Your team will believe in your ability to execute if you have the right tools in your hands to meet the task at hand and if you allocate resources to actually measure your results against the plan.

Investing in an integrated planning process will save money later on. Products will get to market faster, customer service will improve quicker and profits will materialize sooner.

Saturday, February 07, 2015

Strategic Mischief - Confusing form with motion

When I saw this picture, I just had to write a blog about it. Ridiculous and beautiful at the same time, everyone knows that this bike is art, not transportation. 

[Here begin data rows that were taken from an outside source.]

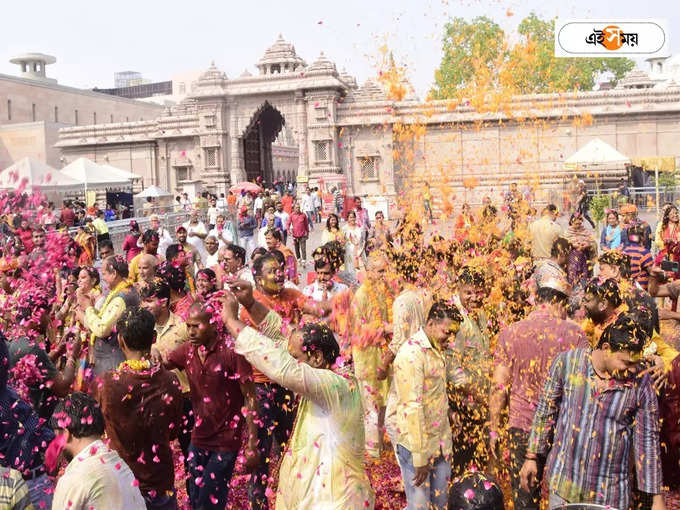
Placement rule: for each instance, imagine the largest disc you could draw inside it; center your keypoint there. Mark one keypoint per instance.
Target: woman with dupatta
(668, 237)
(88, 245)
(106, 353)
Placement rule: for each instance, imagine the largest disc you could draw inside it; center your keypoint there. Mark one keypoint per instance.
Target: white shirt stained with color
(323, 467)
(98, 479)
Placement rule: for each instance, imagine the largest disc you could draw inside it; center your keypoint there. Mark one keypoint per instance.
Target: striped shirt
(594, 432)
(13, 490)
(640, 261)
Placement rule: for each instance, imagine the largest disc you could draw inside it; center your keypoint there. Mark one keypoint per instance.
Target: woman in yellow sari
(88, 245)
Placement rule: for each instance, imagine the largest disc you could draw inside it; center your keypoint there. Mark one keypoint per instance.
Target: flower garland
(135, 365)
(27, 374)
(109, 297)
(115, 291)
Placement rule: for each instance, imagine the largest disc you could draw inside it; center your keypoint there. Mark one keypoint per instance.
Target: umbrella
(249, 187)
(153, 191)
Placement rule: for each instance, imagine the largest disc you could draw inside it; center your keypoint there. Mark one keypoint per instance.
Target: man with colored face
(221, 385)
(324, 465)
(150, 242)
(471, 362)
(276, 405)
(324, 287)
(423, 442)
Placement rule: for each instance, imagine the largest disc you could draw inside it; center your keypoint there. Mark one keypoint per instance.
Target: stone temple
(313, 124)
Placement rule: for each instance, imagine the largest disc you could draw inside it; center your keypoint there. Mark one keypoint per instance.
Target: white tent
(123, 173)
(37, 175)
(153, 191)
(94, 176)
(596, 152)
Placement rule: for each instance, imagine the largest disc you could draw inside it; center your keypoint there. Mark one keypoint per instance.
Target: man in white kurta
(323, 467)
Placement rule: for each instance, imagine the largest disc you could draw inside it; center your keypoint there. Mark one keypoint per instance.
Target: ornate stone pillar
(237, 170)
(303, 142)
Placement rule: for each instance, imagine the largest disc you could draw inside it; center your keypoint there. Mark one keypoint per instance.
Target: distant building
(33, 107)
(161, 88)
(127, 79)
(228, 130)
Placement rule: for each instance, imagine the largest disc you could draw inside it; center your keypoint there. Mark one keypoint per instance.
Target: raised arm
(548, 408)
(102, 325)
(543, 426)
(409, 379)
(273, 360)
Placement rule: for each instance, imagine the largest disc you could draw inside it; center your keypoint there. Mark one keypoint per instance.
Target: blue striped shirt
(593, 433)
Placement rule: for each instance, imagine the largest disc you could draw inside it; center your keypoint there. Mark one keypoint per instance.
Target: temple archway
(258, 137)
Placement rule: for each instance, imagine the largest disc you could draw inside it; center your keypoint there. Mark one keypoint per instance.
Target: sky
(92, 40)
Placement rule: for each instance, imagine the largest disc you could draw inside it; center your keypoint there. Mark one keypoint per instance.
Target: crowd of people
(499, 359)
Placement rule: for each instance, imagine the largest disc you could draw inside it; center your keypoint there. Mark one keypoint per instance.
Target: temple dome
(210, 82)
(322, 65)
(280, 58)
(348, 79)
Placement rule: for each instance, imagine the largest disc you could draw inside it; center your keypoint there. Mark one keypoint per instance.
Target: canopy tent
(37, 175)
(248, 187)
(153, 191)
(123, 173)
(94, 176)
(595, 152)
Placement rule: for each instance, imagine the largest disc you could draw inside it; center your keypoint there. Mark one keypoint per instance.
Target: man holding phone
(597, 407)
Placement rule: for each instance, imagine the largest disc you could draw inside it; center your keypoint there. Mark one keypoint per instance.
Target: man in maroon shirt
(68, 216)
(220, 382)
(522, 360)
(142, 405)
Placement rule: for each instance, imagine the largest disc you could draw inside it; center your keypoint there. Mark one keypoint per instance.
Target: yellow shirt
(420, 377)
(409, 313)
(661, 348)
(169, 337)
(323, 466)
(100, 226)
(101, 323)
(134, 266)
(543, 232)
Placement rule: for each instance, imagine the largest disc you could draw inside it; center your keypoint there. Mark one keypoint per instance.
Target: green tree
(467, 46)
(529, 66)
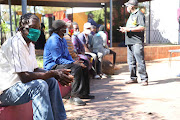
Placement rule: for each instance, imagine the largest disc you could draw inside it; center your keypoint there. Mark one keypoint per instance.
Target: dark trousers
(80, 85)
(136, 54)
(114, 56)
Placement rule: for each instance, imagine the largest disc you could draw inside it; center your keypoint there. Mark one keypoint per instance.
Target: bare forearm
(137, 29)
(29, 76)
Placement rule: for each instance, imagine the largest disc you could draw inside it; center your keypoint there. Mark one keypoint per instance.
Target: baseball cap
(68, 22)
(131, 2)
(58, 24)
(87, 25)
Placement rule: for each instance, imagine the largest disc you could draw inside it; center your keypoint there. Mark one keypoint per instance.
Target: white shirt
(15, 57)
(104, 36)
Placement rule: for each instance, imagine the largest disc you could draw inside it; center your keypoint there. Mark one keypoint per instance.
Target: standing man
(134, 39)
(22, 81)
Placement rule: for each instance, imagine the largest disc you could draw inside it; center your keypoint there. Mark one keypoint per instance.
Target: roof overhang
(64, 3)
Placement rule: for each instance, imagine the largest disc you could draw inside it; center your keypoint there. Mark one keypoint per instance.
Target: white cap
(87, 25)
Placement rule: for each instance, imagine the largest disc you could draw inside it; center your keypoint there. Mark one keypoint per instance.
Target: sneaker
(144, 83)
(97, 77)
(131, 82)
(87, 97)
(76, 101)
(178, 75)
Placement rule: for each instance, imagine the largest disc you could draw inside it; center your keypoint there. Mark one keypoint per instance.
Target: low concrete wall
(150, 52)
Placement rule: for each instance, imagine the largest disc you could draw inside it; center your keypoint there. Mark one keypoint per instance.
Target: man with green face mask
(22, 81)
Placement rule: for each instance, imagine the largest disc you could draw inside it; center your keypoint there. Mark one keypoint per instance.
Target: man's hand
(64, 77)
(124, 29)
(80, 62)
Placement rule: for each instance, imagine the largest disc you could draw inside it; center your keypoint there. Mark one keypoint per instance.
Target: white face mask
(87, 32)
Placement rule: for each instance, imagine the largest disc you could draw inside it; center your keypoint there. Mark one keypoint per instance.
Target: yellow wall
(80, 18)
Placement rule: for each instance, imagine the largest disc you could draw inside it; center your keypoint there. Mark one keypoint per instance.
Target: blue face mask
(33, 34)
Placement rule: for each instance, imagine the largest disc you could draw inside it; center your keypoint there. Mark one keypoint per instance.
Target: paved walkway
(117, 101)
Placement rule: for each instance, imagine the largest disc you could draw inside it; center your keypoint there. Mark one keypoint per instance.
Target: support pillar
(111, 9)
(24, 6)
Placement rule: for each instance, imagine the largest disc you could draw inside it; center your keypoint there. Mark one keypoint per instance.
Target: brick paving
(117, 101)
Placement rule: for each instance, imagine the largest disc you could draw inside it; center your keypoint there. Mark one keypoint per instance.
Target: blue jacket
(56, 52)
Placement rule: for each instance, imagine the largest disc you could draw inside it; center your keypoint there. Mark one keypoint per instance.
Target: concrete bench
(170, 56)
(24, 111)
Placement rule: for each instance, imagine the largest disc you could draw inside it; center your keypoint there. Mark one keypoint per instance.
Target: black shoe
(131, 82)
(87, 97)
(144, 83)
(76, 101)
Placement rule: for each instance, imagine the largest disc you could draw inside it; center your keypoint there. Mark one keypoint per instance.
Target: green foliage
(99, 15)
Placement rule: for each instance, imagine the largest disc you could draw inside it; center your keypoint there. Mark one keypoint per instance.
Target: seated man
(56, 56)
(22, 81)
(86, 39)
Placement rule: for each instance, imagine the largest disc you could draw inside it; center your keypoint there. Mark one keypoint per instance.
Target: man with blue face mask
(22, 81)
(56, 56)
(134, 39)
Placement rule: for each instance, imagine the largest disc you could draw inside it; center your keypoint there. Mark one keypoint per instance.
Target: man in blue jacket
(56, 56)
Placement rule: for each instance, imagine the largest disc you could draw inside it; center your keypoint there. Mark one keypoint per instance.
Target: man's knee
(41, 86)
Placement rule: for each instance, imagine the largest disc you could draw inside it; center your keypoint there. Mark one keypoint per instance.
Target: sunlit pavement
(117, 101)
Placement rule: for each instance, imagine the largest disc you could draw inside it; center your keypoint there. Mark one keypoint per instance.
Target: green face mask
(34, 34)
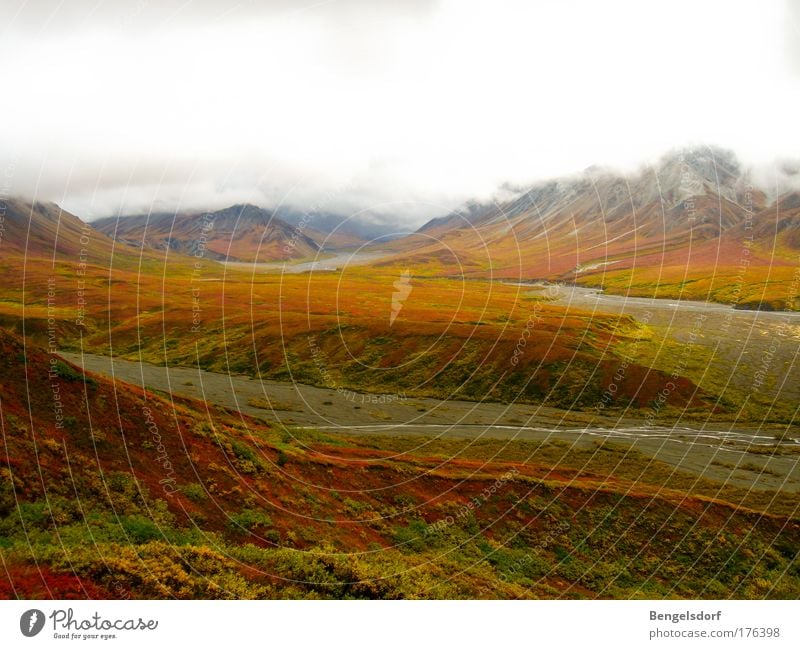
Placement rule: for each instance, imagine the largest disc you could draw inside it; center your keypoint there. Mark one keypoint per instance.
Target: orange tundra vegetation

Having been a strategic consultant for some of the top companies in the travel industry for the better part of 20 years, I have worked on lots of business plans. I have watched many firms put an enormous amount of energy into research and planning and have presented to more boards than I can remember, only to watch those same companies slide slowly and comfortably back into the status quo.

The only difference is that the status quo is not beautiful. 

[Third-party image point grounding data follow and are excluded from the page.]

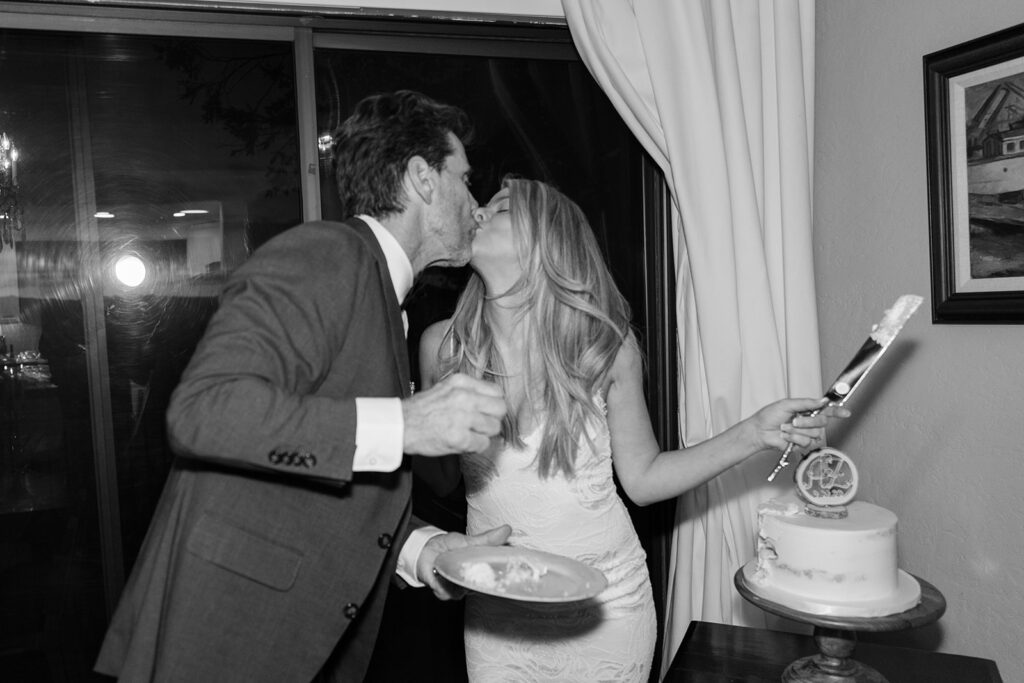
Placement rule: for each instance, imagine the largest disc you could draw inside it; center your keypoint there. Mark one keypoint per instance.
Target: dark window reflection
(534, 118)
(148, 168)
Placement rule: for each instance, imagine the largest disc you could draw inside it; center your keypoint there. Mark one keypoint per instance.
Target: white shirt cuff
(379, 435)
(411, 554)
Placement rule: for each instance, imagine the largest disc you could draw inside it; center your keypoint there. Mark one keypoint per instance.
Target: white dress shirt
(379, 425)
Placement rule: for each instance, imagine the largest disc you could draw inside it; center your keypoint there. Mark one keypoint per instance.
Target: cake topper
(826, 479)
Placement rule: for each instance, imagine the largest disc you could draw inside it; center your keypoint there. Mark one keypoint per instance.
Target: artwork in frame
(974, 105)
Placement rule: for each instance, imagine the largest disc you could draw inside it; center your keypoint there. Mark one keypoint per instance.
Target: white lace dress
(608, 638)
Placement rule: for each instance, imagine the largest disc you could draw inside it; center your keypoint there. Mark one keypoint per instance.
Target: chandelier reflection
(10, 209)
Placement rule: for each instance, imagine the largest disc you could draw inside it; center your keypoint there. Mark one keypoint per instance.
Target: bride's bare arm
(441, 474)
(649, 475)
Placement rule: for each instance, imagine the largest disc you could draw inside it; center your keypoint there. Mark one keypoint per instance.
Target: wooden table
(718, 653)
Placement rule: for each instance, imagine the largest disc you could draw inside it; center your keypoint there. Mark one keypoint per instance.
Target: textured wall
(938, 430)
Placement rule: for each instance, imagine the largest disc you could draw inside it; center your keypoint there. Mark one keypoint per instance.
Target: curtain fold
(720, 94)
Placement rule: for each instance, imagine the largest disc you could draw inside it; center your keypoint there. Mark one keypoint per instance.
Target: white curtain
(720, 93)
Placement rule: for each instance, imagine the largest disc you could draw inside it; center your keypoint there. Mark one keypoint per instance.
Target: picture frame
(974, 108)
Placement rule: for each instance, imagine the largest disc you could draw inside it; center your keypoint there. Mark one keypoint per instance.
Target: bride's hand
(784, 422)
(445, 590)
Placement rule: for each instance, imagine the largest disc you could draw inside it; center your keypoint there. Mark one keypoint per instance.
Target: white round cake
(825, 565)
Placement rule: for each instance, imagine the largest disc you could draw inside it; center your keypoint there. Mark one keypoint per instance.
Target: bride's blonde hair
(574, 316)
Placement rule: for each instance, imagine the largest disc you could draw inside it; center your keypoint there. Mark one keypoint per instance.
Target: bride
(542, 317)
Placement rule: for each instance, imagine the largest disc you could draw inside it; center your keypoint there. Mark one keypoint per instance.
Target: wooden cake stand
(837, 636)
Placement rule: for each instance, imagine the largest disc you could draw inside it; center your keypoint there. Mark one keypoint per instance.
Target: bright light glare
(130, 270)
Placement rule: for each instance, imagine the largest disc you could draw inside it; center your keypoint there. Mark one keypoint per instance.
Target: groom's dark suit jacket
(265, 550)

Moving forward requires not only the form of a strategic plan, but motion, known in strategic circles as execution. 

An execution oriented plan is different and this is where most companies fall down. They know what they want to accomplish and perhaps even by when and they have a financial model that shows what they would be tracking along the way, but they miss the measurable, executable detailed planning part. That is because it is hard. But it is not impossible. 

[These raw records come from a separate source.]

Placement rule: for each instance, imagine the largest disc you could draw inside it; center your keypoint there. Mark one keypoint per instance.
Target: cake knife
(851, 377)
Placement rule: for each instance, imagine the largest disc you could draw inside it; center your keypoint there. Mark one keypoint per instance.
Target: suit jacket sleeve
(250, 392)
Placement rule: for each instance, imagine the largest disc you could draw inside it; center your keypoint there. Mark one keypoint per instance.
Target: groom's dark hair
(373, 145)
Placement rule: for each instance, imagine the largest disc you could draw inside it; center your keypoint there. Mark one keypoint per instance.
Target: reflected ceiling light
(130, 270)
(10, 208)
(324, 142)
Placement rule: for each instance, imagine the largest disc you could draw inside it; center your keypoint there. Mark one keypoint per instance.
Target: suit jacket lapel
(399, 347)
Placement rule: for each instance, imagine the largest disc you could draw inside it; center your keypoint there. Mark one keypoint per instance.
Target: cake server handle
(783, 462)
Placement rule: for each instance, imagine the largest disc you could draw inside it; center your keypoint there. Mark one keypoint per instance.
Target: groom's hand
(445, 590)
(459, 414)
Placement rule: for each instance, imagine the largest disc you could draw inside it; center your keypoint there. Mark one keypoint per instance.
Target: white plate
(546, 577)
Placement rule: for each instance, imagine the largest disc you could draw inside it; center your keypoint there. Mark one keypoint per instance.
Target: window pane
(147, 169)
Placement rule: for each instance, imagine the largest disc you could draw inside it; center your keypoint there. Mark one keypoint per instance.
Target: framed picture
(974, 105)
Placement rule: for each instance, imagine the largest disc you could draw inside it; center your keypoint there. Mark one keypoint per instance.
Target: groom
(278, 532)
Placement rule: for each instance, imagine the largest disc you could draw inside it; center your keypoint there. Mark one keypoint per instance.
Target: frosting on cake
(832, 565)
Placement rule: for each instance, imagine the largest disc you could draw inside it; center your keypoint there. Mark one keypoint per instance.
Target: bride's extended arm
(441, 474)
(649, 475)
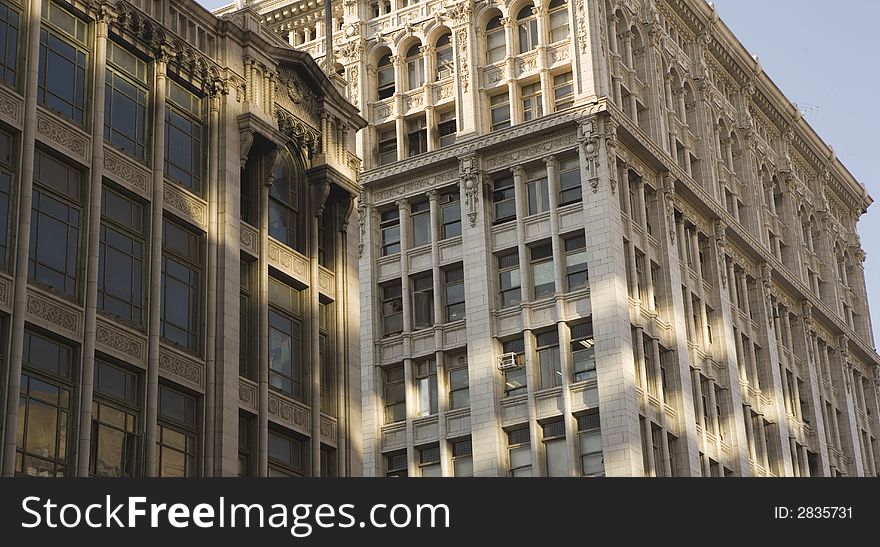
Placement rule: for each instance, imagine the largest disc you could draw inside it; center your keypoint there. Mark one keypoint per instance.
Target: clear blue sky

At Solutionz we help companies develop that integrated plan for motion across all business disciplines within your company. It takes just 3 days and that is the magic of it. 

Taking longer to do a plan doesn't produce better results. In fact, we believe that is what causes companies to stumble. 

Don't confuse the beautiful blue bike on the street with riding it to get where you are going. A bound business plan on the shelf is no better than the statue of the bike. It is strategic planning mischief at its finest.

Fund it. Staff it. Measure it. Do it. Celebrate it.

Chicke Fitzgerald
game changing strategist

Wednesday, February 04, 2015

Product Mischief - Build it and they will Tweet

Oh some do get lucky. But most don't.

Great ideas can come from anywhere. Inspiration is funny that way. And we have all seen the viral ideas that just seem to take off, as if by magic.

Sometimes you just know in your bones that you have built the most amazing thing and that once you release your product, everyone (and I do mean everyone) will go wild and share it with the world.

Yep, your business plan shows your unique visitors growing by leaps and bounds, reflecting how amazing your product is and how it will be received. You just know that you know.

That is product mischief at its finest.

By the way, if you look in the mirror and you see Kevin Costner, grab a Snickers bar quickly, because this is not Field of Dreams.

I am the last person to discourage innovation and enthusiasm. I'm working on a pretty amazing product myself (stay tuned). But I also know that if I am going to have a revenue line on my model that depends on traffic, I had better also have an expense line for marketing spending that produces results.

Find a great UX and SEO partner and get some great advice on driving traffic from people that understand your industry. You'll be glad you did.

And if you need some help, don't forget to call.

Chicke Fitzgerald

Time Off - Good Mischief or Bad Mischief?

MasterCard has a new commercial that is airing that has kids talking about how they don't get why their parents don't take vacations.  When you look at the picture below, I'll bet you are asking yourself the same question.

I just finished booking a week's holidays at a fabulous resort in Mexico for my 25th anniversary.  Yes, we are taking the kids (they would kill us if we left them home) and NO, I am not taking my laptop. 

Taking time off is definitely good mischief.  But you have to REALLY take it off.  So to my well-meaning clients, make sure that you don't need anything between July 19th and the 26th.   I'm giving you ample warning!

When was the last time you took a real block of time off and left work at work?